Magnetic Skyrmions for Unconventional Computing

TL;DR

This paper reviews recent advances in using magnetic skyrmions as nanoscale information carriers for unconventional computing, highlighting their potential and current challenges in this emerging field.

Contribution

It provides a comprehensive overview of skyrmion-based unconventional computing, analyzing recent progress, challenges, and future outlook from a device-application perspective.

Findings

Skyrmions are promising for nanoscale information processing.

Recent progress demonstrates potential for skyrmion-based computing architectures.

Challenges include stability, control, and integration of skyrmions in devices.

Abstract

Improvements in computing performance have significantly slowed down over the past few years owing to the intrinsic limitations of computing hardware.
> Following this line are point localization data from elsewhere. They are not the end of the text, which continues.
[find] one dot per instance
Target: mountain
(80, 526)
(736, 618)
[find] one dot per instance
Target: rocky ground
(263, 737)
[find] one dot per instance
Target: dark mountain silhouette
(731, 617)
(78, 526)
However, the demand for data computing has increased exponentially. To solve this problem, tremendous attention has been focused on the continuous scaling of Moore's Law as well as the advanced non-von Neumann computing architecture. A rich variety of unconventional computing paradigms has been raised with the rapid development of nanoscale devices. Magnetic skyrmions, spin swirling quasiparticles, have been endowed with great expectations for unconventional computing due to their potential as the smallest information carriers by exploiting their physics and dynamics. In this paper, we provide an overview of the recent progress of skyrmion-based unconventional computing from a joint device-application perspective. This paper aims to build up a panoramic picture, analyze the remaining challenges, and most importantly to shed light on the outlook of skyrmion based unconventional computing for interdisciplinary researchers.